It took months but Swiss biotech Actelion Ltd. (Allschwil) said on Thursday (January 26, 2017) it had agreed to be purchased by Johnson & Johnson (New Brunswick NJ) in a $30 billion all-cash transaction, following weeks of speculation a deal was imminent.

@JNJNews acquires @Actelion_com in a $30 billion all-cash transaction Click To Tweet

The offer to acquire all of the outstanding shares of Actelion for $280 per share, payable in US dollars, was unanimously approved by the boards of directors of both companies, Actelion and Johnson & Johnson said in a joint statement.

The offer represents a 23% premium to Actelion’s closing price on Wednesday of 227.4 Swiss francs in Zürich.

“We believe this transaction offers compelling value to both Johnson & Johnson and Actelion shareholders,” remarked J&J CEO Alex Gorsky. “Adding Actelion’s portfolio to our already strong Janssen Pharmaceuticals business is a unique opportunity for us to expand our portfolio with leading, differentiated in-market medicines and promising late-stage products,” Gorsky added.

Actelion has been the subject of takeover speculation for weeks after J&J launched and then discontinued discussions with the Swiss company, according to Fortune. French drugmaker Sanofi SA (Paris) had also been interested sources said, but was sidelined after J&J returned and began exclusive negotiations in December.

Through the acquisition, J&J will gain Actelion’s pulmonary arterial hypertension product franchise, including Opsumit (macitentan), Uptravi (selexipag) and Tracleer (bosentan), as well as rights to ponesimod, an S1P1 receptor modulator in Phase 3 development for multiple sclerosis, and cadazolid, an antibiotic in late-stage development for Clostridium difficile-associated diarrhea.

“We expect to leverage our established global presence and commercial strength to accelerate growth and patient access to these important therapies,” Gorsky said.

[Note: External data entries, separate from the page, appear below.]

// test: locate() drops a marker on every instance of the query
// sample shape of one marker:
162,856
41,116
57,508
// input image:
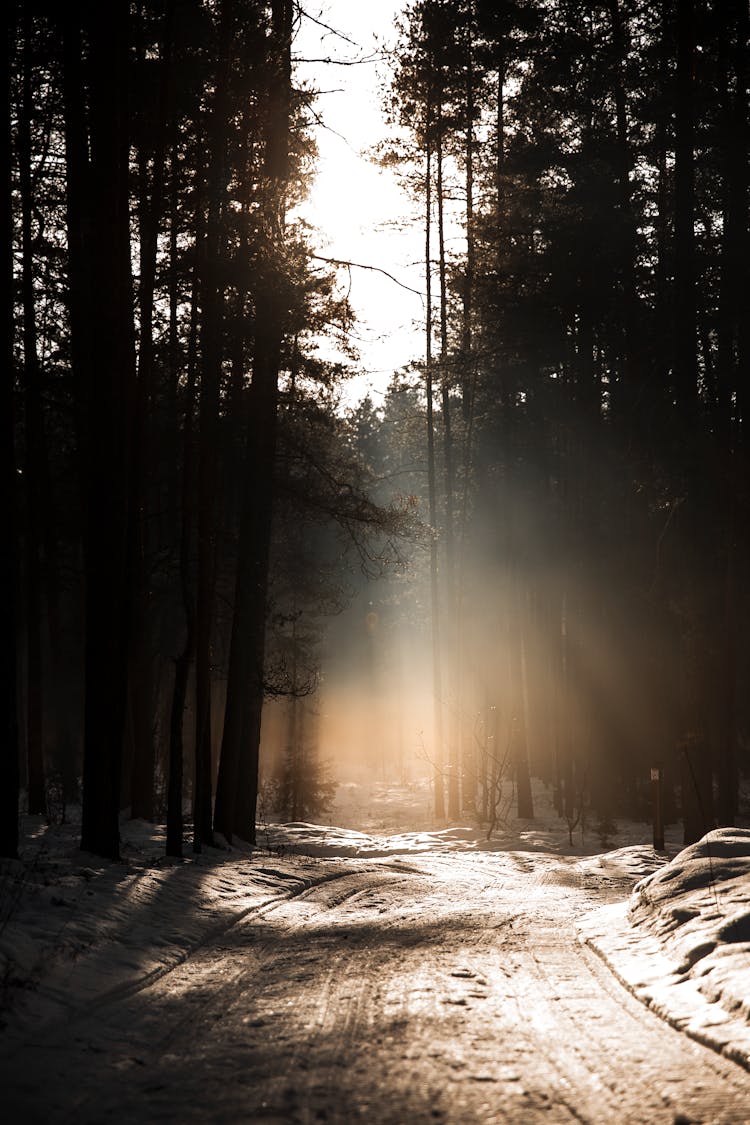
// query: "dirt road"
448,988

As part of the transaction, Actelion will spin off its drug-discovery operations and early-stage clinical development assets into a newly created company, in which Johnson & Johnson will initially hold a 16% stake, with rights to another 16%, says First Word Pharma.

J&J will also receive an option on the mid-stage drug ACT-132577, which Actelion is developing for resistant hypertension. The new firm, which will have 1 billion Swiss francs ($1 billion) of cash, will be led by Actelion’s current CEO Jean-Paul Clozel, with the Swiss drugmaker’s chairman Jean Pierre Garnier assuming the same role at the spin off.

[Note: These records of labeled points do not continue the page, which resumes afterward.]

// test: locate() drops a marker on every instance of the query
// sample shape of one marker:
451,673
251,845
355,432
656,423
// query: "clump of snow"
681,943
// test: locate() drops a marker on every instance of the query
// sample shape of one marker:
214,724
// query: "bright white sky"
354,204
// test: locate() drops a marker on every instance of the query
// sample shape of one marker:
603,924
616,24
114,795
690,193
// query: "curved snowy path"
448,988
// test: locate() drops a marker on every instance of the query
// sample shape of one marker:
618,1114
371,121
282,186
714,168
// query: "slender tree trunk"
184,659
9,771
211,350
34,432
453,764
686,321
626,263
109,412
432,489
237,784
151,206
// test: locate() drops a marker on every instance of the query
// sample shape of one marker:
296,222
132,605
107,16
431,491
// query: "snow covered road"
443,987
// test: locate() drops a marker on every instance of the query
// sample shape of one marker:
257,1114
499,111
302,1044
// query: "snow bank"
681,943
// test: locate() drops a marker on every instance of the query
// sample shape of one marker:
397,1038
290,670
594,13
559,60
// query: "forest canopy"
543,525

Shares of R&D NewCo will be distributed to Actelion’s shareholders as a stock dividend upon closing of the tender.

J&J will initially hold a 16% stake in R&D NewCo and will have rights to an additional 16% of the company’s equity through a convertible note. It will also receive an option on ACT-132577, a product within R&D NewCo being developed for resistant hypertension currently in phase 2 clinical development. J&J said it expected to retain Actelion’s presence in Switzerland.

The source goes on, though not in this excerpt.